Tab-delimited TXT input with automatic binary target encoding from Group:

Rscript scripts/main.R \
  --data_file tests/data/dt_sample3.txt \
  --target_var Group \
  --drop_cols V1 \
  --task_type binary \
  --top_n 15 \
  --output_dir tests/output_group_txt

Validation

Rscript scripts/main.R --help

Use the smoke test under ## Quick Examples for a fast validation pass. After a successful run, verify that these files exist under the selected output_dir:

  • table/lightgbm_feature_importance.csv
  • table/lightgbm_model_metrics.csv
  • table/lightgbm_remediation.csv
  • figure/lightgbm_feature_importance_<importance_type>.pdf
  • data/lightgbm_run_summary.txt
  • data/lightgbm_categorical_levels.txt if categorical or character predictors were encoded

When Not To Use

  • The input file is an unstructured note, JSON blob, or free-text report.
  • The text file delimiter is unknown and you cannot inspect or re-export it.
  • The table still contains sample IDs, patient IDs, accession numbers, or similar identifiers that should not be model features.
  • The input still contains direct identifiers or sensitive fields that you have not reviewed and removed from modeling.

Common Errors

  • SKILL_FILE_NOT_FOUND: Input file path is wrong or inaccessible.
  • SKILL_MISSING_COLUMNS: The target or requested feature columns are missing.
  • SKILL_INVALID_DATA: Data types, target encoding, or row count are unsuitable for LightGBM.
  • SKILL_DEGENERATE_MODEL: Training finished but the exported importance table is all zero and should not be interpreted.
  • SKILL_INVALID_PARAMETER: An argument value is invalid.
  • SKILL_DEPENDENCY_MISSING: Required package such as lightgbm is unavailable.
  • SKILL_TRAINING_FAILED: LightGBM training failed.

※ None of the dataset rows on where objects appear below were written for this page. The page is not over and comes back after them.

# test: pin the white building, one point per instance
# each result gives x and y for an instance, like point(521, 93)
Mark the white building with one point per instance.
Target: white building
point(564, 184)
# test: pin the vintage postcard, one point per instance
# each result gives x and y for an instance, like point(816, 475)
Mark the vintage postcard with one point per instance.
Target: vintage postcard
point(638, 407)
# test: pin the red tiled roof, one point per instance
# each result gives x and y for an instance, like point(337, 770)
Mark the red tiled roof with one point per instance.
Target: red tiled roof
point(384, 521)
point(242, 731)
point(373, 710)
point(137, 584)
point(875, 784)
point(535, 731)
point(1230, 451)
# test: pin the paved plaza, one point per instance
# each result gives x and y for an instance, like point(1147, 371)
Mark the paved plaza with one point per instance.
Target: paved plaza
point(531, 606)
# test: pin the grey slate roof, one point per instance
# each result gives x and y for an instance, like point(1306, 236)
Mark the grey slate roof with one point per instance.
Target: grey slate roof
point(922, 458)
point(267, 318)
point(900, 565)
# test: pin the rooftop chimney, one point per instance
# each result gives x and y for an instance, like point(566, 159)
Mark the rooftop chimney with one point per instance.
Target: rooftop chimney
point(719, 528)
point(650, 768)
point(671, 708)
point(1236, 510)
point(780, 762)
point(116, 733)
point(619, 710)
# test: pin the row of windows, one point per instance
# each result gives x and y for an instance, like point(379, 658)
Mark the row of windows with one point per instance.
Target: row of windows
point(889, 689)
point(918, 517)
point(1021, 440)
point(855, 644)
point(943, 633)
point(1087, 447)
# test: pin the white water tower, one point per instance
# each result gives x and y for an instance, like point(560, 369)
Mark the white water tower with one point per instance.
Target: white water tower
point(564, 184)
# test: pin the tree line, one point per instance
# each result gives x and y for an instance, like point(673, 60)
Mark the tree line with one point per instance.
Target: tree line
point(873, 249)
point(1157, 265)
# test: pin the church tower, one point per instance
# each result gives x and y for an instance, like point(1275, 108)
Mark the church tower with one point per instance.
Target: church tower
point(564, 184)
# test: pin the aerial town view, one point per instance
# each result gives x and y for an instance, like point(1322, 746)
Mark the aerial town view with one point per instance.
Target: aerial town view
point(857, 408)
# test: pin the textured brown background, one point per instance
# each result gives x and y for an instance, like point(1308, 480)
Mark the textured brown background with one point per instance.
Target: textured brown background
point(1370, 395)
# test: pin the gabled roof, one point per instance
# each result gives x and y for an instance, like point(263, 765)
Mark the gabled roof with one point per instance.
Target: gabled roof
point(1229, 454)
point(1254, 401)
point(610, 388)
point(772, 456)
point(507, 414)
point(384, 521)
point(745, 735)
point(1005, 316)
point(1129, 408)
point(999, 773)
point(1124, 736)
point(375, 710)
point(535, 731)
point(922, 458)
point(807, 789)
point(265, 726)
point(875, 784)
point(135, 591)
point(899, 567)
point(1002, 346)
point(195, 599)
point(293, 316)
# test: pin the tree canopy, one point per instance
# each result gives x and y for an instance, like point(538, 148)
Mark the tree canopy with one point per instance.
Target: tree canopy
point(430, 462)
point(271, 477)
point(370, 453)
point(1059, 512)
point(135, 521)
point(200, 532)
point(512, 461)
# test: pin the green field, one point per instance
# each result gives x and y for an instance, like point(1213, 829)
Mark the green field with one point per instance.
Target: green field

Before sharing exported artifacts, verify that identifier-like columns such as V1, sample IDs, or patient IDs were excluded from modeling and from any published tables. If model_quality_flag is not ok, treat the run as a diagnostic result rather than an interpretable ranking.

If the issue is not obvious, read references/troubleshooting.md.